Debido a la mala visibilidad golpeó contra una roca y en la caída, una de las partes del manillar le hizo un corte en la pierna a la altura de la ingle y cerca de la vena femoral. «Sabía que estaba dentro de una zona muy complicada y no quería que se me hiciera de noche. Pero en un cruce de un río, justo al principio de la segunda especial, todo estaba lleno de roderas y aparté la vista un momento de la pista para verificar el roadbook y asegurarme que iba bien. En ese momento he golpeado una piedra que me ha hecho volar por los aires» explicó Rosa.
Sin embargo, los médicos le han aconsejado no formar parte de los pilotos que pudiesen afrontar la etapa número 11 del Dakar. Hasta entonces, se encontraba, dentro de la clasificación de motos, en la posición sextuagésimo sexta.

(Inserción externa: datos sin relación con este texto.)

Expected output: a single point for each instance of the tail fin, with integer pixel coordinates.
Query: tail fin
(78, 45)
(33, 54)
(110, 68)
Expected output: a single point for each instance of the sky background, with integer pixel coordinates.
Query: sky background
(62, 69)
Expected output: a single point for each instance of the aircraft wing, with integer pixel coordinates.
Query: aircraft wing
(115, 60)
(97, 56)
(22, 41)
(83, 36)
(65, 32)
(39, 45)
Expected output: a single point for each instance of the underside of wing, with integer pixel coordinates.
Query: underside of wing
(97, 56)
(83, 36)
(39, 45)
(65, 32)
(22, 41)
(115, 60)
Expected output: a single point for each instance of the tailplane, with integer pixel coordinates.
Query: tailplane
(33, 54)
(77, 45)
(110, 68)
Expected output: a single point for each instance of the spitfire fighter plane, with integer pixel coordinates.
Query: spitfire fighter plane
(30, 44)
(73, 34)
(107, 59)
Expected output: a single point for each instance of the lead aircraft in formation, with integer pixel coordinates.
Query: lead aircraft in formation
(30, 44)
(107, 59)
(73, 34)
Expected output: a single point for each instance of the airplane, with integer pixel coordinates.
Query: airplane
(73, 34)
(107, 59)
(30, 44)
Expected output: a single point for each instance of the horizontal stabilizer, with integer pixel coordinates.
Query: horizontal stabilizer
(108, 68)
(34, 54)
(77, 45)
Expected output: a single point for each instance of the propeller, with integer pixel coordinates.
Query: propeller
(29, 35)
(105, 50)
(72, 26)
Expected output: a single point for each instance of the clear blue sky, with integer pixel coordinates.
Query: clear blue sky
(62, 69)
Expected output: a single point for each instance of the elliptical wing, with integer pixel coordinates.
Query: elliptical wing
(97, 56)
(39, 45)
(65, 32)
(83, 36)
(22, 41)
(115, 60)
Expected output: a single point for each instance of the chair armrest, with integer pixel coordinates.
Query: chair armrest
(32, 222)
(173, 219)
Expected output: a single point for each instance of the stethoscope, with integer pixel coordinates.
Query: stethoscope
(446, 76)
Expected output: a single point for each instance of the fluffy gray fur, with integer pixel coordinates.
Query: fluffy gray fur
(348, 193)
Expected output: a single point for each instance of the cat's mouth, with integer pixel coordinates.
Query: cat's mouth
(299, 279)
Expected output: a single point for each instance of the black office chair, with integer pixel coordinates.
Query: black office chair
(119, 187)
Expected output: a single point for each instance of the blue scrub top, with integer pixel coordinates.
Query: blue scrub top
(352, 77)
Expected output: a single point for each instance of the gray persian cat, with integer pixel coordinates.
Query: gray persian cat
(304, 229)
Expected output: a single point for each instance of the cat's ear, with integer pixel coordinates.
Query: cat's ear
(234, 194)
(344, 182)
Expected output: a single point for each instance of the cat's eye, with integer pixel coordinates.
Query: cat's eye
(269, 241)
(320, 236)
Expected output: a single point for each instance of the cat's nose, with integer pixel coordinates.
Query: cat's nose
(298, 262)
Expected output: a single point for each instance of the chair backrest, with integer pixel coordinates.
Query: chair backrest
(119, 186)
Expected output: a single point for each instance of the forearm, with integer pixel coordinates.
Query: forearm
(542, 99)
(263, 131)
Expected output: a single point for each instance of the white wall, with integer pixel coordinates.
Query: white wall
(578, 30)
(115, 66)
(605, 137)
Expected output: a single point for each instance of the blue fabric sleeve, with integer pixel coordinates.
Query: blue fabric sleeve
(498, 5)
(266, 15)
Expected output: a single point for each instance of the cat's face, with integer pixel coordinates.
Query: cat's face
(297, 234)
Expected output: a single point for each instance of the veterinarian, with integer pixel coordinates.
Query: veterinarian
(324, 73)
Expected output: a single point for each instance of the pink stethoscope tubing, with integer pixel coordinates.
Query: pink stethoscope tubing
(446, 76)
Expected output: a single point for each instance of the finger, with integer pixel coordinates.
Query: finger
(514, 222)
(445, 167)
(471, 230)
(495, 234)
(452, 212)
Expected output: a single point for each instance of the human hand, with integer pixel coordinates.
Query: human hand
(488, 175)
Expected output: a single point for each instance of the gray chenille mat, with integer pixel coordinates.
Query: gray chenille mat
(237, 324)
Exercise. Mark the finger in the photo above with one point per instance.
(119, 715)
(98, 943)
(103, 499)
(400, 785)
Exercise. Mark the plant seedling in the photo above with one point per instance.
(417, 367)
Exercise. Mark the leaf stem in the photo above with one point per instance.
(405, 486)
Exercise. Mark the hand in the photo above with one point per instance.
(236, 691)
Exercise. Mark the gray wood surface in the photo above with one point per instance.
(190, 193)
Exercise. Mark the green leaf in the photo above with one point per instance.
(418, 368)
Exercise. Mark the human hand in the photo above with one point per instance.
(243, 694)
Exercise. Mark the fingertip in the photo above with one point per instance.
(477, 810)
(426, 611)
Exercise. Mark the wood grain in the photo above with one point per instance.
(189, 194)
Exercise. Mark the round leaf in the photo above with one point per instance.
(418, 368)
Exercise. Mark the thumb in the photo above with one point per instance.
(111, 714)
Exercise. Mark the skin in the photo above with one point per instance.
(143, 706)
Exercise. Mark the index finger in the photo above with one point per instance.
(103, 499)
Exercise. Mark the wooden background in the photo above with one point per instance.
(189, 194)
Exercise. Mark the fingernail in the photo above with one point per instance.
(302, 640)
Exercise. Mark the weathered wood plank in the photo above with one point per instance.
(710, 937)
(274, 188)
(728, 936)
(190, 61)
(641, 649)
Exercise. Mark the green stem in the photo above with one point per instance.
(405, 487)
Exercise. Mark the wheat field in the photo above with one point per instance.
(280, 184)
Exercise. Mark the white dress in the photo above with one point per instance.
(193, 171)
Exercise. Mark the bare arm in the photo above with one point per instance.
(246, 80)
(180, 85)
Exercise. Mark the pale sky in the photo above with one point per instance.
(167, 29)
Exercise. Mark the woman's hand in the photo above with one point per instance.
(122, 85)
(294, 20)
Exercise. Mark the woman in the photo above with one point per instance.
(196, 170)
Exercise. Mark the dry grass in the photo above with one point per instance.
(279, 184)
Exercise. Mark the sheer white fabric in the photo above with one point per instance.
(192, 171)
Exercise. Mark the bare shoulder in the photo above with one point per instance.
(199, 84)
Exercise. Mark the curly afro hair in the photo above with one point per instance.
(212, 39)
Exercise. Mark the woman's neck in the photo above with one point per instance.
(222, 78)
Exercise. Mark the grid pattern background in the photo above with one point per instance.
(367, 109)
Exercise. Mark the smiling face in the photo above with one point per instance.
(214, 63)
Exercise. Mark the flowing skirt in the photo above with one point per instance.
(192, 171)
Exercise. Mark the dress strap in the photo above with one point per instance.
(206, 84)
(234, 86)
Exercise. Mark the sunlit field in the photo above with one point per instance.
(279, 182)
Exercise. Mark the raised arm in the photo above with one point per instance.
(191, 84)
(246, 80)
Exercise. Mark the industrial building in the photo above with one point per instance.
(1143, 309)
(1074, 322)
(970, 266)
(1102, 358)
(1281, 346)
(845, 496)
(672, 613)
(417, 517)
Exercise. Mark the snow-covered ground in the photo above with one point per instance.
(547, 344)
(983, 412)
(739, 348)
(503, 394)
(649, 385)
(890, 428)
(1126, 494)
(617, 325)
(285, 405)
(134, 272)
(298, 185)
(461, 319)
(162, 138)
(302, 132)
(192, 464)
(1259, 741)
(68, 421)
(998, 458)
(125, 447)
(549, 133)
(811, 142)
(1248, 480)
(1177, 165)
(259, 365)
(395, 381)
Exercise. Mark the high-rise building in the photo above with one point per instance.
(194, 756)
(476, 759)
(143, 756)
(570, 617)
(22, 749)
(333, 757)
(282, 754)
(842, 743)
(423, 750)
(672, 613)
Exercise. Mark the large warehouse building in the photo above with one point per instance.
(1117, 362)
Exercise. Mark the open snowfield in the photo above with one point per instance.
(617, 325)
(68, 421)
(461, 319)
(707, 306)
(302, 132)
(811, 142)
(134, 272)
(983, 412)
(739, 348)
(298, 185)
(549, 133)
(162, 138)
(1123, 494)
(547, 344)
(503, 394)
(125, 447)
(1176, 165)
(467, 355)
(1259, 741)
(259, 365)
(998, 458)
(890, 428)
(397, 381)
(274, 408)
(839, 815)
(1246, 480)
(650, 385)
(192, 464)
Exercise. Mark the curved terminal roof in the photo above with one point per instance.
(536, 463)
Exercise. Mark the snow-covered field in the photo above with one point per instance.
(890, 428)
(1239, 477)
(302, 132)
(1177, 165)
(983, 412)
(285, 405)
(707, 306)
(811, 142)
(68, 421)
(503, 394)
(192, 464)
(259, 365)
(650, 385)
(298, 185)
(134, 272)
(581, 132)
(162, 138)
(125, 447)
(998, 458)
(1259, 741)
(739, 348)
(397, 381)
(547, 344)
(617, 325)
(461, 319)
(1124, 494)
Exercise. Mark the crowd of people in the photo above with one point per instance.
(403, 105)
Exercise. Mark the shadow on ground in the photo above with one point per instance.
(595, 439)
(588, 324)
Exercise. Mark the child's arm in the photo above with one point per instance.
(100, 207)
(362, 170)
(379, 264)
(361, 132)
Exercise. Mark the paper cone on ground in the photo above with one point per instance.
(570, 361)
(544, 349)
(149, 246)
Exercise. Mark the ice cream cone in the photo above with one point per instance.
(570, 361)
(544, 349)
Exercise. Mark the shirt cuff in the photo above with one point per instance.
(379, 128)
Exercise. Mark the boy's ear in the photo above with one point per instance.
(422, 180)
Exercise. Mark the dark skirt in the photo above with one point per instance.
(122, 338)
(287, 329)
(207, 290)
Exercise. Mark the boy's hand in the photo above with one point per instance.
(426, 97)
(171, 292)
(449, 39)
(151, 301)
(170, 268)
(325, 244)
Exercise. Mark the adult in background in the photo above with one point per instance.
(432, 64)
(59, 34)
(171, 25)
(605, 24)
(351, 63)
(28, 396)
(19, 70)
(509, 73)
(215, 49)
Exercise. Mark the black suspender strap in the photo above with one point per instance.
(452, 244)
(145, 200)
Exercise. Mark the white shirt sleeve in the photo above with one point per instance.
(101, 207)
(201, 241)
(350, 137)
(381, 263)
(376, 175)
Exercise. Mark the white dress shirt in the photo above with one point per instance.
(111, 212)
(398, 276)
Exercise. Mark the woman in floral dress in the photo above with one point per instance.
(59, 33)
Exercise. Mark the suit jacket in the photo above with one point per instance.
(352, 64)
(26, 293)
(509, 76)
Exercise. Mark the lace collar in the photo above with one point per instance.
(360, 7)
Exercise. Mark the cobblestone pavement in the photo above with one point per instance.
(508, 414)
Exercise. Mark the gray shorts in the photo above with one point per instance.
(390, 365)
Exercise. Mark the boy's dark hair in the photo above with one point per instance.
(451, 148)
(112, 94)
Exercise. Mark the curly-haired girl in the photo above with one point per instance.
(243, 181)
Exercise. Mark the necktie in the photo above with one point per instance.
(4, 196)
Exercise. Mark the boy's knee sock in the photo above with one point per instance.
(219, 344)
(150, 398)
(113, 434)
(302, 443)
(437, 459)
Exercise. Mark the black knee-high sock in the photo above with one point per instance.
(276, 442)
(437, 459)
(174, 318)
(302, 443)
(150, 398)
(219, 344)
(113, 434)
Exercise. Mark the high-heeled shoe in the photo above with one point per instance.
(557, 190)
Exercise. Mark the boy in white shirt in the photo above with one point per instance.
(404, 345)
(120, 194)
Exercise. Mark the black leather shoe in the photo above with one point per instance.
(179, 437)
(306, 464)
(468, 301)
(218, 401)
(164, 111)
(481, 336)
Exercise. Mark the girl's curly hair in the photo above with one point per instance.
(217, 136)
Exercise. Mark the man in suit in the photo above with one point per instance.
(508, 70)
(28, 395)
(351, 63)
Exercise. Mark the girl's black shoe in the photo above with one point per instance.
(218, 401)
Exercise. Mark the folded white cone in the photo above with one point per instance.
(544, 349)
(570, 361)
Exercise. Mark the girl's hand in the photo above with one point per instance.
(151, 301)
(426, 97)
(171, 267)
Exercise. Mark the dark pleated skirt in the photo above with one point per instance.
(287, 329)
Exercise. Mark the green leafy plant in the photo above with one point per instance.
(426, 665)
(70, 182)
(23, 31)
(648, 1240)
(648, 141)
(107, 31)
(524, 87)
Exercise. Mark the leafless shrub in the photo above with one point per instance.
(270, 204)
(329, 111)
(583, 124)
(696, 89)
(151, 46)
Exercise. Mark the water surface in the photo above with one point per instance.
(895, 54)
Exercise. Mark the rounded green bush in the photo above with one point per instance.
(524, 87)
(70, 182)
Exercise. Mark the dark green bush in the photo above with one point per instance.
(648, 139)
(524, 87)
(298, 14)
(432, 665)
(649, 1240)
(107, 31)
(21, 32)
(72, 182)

«En el golpe me quedé un poco aturdida. Al recuperarme, vi que tenía todo el pantalón roto y que me dolía mucho el aductor de la pierna izquierda. Pero me subí en la moto porque quería llegar a meta. Lo que pasa es que a medida que iba avanzando notaba como la sangre me bajaba por la pierna. Llegué a pensar en que debería pedir asistencia médica, pero no quería detenerme, quería llegar hasta el final o hasta que mi cuerpo aguantase. Y lo conseguí, terminé la etapa. Pero cuando vimos la herida en el campamento estaba claro que no iba a ser fácil que me dejaran seguir. Es una pena, me da muchísima rabia porque estaba aguantando el pulso a este Dakar tan difícil y bonito y estaba segura de que iba a poder llegar a Córdoba”. comentó Rosa tras la etapa.